Insieme a Napolitano hanno preso parte al 70° anniversario dell’eccidio nazista il presidente del Senato Pietro Grasso, il ministro della Difesa Roberta Pinotti, il sindaco di Roma Ignazio Marino, il governatore del Lazio Nicola Zingaretti, il presidente della Fondazione museo della Shoah Leone Paserman, il presidente dell’Associazione nazionale famiglie italiane martiri Rosetta Stame e il presidente della Comunità ebraica di Roma Riccardo Pacifici.
Aladino Lombardi, segretario generale Anfim, ha letto l’elenco delle 335 vittime dell’eccidio delle Fosse Ardeatine. Un elenco che va da Ferdinando Agnini ad Augusto Zironi. Nove delle vittime restano tutt’oggi senza un nome.
Il massacro delle fosse Ardeatine è l’episodio più violento vissuto da Roma nel corso dei mesi di occupazione nazista durante la Seconda guerra mondiale. A ordinare lo sterminio fu il tenente colonnello Kappler, come rappresaglia per l’attentato organizzato dai Gap romani che in via Rasella aveva provocato la morte di 33 soldati del regimento ‘Bozen’. I cadaveri furono gettati nelle cave di pozzolana nei pressi di via Ardeatina. Alla fine della guerra, il comune di Roma bandì un concorso per trasformare il luogo del massacro in un sacrario per il ricordo delle vittime. Il monumento fu inaugurato il 24 marzo 1949.
“Dobbiamo ricordare quello che abbiamo vissuto” ha dichiarato il presidente Napolitano, “non si può giocare con queste posizioni che tendono a screditare il nostro patrimonio di lotta per la libertà. Bisogna sempre saper ricordare che la pace non è un regalo o addirittura un dato scontato e per quel che riguarda il nostro e gli altri Paesi europei è una conquista dovuta a quella unità europea, a quel progetto europeo che oggi troppo superficialmente, da varie parti, si cerca di screditare o di attaccare”.

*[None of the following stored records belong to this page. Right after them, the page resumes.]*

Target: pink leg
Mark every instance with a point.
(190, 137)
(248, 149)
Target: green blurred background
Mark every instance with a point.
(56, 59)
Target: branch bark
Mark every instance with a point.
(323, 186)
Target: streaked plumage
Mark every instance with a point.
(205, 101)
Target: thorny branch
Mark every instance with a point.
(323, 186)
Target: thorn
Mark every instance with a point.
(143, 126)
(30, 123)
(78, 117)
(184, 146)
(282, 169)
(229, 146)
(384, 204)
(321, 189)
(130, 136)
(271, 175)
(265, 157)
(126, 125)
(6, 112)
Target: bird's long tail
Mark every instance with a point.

A pianificare e realizzare l’eccidio fu il capitano delle SS Erich Priebke, condannato all’ergastolo e morto lo scorso undici ottobre. Le vittime furono 335 (cinque in più rispetto a quanto stabilito dallo Stato Maggiore tedesco), proprio per un errore di Priebke. La sentenza della Corte di Cassazione del 1998 ha stabilito che Priebke “preposto alla direzione dell’esecuzione e al controllo delle vittime, nella frenetica foga di effettuare l’esecuzione con la massima rapidità, non s’accorse che esse erano estranee alle liste fatte in precedenza”.
“Entrando qui, ascoltando quell’elenco interminabile di 335 nomi a cui ne mancano 9 ancora non identificati ho pensato ancora una volta che ho fatto bene a proibire le esequie pubbliche nell’autunno del 2013, a chi partecipò a questo tremendo indescrivibile massacro” ha dichiarato il sindaco di Roma Ignazio Marino.